= Augustus Müller =

Augustus Müller, born 13 March 1841 in Westphalia (Germany) and died on 1 November 1910 at Kankanady-Mangalore (India), was a German Jesuit priest, missionary in India. Giving himself to the care of the sick he popularized homeopathic medicine in Mangalore. He died because of complications caused by asthma at the age of 69. The Father Muller Charitable Institutions, established in 1880, have been named after him.

==History==
Fr. Muller was the grandson of Augustine Muller, a teacher of Samuel Hahnemann, the founder of homeopathy. He studied in Fordham University (United States), and trained with eminent doctors in Paris. He was sent to Mangalore from Venice, along with eight other Jesuits, to teach French and mathematics at the St. Aloysius' College.

A trained homeopath, he began treating students under a banyan tree in the college campus. As his reputation grew, so did the number of patients. In order to accommodate them, he purchased land in Kankanady and started the Homoeopathic Poor Dispensary. He was recognized for his contribution to society by the British Raj with the Kaisar-i-Hind award.

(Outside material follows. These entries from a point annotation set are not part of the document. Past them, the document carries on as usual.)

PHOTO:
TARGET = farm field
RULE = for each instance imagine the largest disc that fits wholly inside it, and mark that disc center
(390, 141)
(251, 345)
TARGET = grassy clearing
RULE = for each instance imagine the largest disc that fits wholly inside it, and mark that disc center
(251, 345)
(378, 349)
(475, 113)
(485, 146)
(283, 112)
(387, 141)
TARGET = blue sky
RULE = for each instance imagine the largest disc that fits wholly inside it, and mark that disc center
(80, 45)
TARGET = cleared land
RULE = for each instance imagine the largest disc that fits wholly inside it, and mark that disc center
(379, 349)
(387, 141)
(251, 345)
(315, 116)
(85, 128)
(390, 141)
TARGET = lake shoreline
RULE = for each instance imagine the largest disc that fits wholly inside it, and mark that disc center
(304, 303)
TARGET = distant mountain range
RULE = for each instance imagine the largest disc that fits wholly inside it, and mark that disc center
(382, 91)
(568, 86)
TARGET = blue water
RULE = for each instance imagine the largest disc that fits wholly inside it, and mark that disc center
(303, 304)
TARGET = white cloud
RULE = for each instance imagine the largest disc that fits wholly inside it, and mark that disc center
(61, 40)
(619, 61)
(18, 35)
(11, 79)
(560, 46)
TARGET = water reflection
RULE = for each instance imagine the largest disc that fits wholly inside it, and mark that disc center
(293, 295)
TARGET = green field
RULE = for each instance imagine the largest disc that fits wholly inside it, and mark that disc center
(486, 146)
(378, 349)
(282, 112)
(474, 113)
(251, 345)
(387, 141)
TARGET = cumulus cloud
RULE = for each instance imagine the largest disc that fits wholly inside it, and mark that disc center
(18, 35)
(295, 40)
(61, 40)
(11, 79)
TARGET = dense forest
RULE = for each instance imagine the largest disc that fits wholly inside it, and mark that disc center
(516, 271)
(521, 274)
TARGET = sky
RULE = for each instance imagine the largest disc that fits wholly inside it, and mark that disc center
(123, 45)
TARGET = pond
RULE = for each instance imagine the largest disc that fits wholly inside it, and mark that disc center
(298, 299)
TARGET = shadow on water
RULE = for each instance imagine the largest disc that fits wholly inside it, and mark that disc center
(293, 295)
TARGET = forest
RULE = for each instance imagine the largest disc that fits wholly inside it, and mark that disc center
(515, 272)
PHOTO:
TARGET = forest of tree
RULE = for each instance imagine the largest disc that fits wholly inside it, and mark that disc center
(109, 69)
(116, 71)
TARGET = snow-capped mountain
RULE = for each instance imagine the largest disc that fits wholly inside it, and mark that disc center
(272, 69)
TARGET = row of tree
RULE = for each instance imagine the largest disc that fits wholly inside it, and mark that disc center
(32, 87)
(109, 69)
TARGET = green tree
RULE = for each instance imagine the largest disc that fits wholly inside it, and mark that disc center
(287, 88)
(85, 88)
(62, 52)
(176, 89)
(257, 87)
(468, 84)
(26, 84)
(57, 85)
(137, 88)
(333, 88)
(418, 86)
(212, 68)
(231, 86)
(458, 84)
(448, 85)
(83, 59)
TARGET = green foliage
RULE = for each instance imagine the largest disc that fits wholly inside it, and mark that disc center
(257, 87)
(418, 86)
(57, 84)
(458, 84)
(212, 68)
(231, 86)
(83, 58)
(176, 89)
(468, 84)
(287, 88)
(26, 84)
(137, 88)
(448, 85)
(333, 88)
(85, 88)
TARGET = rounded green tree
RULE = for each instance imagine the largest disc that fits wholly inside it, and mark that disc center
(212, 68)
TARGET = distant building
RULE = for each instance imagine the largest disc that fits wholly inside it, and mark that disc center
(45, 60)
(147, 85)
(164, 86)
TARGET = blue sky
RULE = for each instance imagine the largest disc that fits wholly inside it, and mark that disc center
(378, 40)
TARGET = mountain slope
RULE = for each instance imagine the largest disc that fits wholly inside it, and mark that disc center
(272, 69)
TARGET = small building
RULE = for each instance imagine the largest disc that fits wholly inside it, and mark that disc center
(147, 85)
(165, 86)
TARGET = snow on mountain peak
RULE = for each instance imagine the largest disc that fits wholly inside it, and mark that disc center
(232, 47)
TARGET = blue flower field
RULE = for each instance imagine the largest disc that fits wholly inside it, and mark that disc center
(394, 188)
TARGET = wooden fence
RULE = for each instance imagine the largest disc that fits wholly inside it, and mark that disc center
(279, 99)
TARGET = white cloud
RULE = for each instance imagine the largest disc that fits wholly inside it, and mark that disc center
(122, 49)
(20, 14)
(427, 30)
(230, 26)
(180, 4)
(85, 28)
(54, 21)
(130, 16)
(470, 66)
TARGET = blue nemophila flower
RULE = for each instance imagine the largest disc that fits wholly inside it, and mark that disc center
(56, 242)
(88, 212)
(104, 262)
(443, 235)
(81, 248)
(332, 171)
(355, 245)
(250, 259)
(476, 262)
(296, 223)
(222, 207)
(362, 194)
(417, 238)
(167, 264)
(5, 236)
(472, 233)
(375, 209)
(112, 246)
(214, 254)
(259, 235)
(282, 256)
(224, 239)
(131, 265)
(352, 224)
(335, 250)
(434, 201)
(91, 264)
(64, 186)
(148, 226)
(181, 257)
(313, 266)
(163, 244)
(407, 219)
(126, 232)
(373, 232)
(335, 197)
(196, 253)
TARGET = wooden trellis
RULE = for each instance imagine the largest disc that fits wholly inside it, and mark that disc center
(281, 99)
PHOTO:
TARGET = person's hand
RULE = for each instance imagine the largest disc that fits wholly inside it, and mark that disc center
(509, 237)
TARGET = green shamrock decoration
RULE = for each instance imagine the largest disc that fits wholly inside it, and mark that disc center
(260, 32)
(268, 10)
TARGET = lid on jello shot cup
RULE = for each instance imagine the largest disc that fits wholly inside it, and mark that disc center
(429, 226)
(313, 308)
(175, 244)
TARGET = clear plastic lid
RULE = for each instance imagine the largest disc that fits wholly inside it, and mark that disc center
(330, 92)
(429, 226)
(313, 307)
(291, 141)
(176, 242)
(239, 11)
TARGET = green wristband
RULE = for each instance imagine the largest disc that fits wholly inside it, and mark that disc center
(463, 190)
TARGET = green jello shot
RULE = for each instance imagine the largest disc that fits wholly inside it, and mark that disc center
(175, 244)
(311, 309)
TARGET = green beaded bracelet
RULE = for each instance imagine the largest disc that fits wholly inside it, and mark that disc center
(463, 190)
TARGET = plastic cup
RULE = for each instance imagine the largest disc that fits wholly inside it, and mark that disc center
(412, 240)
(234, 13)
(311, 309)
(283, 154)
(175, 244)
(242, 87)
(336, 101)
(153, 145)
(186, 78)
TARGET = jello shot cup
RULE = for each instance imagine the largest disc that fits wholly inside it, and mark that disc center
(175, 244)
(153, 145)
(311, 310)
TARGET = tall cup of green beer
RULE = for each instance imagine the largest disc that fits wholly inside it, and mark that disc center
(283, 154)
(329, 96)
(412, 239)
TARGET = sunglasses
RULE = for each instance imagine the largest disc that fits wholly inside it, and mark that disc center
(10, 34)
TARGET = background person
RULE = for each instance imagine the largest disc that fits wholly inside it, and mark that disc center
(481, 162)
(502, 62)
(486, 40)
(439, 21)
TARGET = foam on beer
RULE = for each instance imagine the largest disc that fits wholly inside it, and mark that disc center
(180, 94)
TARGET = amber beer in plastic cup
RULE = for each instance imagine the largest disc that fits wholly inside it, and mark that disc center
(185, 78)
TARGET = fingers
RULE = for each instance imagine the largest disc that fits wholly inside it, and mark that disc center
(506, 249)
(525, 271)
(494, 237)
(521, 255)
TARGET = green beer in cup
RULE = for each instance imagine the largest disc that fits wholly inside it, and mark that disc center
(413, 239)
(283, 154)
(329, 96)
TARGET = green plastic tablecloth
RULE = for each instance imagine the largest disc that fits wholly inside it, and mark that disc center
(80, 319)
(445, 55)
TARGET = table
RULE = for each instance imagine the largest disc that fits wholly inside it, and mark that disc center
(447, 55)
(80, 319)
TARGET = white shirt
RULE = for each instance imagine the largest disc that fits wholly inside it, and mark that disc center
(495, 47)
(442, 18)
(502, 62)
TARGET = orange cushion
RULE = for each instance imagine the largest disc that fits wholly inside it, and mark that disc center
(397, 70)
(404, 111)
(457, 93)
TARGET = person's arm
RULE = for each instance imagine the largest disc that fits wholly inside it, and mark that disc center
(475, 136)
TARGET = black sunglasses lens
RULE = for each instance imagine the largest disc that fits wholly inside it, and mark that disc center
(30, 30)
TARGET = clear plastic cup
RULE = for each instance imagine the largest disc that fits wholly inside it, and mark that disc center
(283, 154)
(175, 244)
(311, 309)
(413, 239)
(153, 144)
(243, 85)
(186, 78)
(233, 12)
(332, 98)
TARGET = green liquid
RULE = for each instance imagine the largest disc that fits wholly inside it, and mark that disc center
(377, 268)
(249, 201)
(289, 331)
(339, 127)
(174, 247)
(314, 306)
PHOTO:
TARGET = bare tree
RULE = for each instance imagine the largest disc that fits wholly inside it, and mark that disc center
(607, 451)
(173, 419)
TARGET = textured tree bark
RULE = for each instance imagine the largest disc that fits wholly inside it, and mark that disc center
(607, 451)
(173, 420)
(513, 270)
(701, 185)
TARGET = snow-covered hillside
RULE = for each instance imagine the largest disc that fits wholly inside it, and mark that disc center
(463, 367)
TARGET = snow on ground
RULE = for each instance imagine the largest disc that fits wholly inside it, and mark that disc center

He started treating lepers in 1883, and founded the St. Joseph's Leprosy Hospital at Kankanady.

==Death Centenary (1910–2010)==
The Father Muller Charitable Institutions (FMCI) observed the death centenary of Fr. Muller on 1 November 2010. The chief guest of the function was the Police Commissioner of Mangalore City, Seemanth Kumar Singh, of the Indian Police Service. The ceremony was presided over by the Bishop of Mangalore and chairman of the FMCI, Rev. Dr. Aloysius Paul D'Souza, who also laid the foundation stone for the new building for the Father Muller College Of Nursing. The Father Muller Museum was also inaugurated as a part of the Centenary celebrations.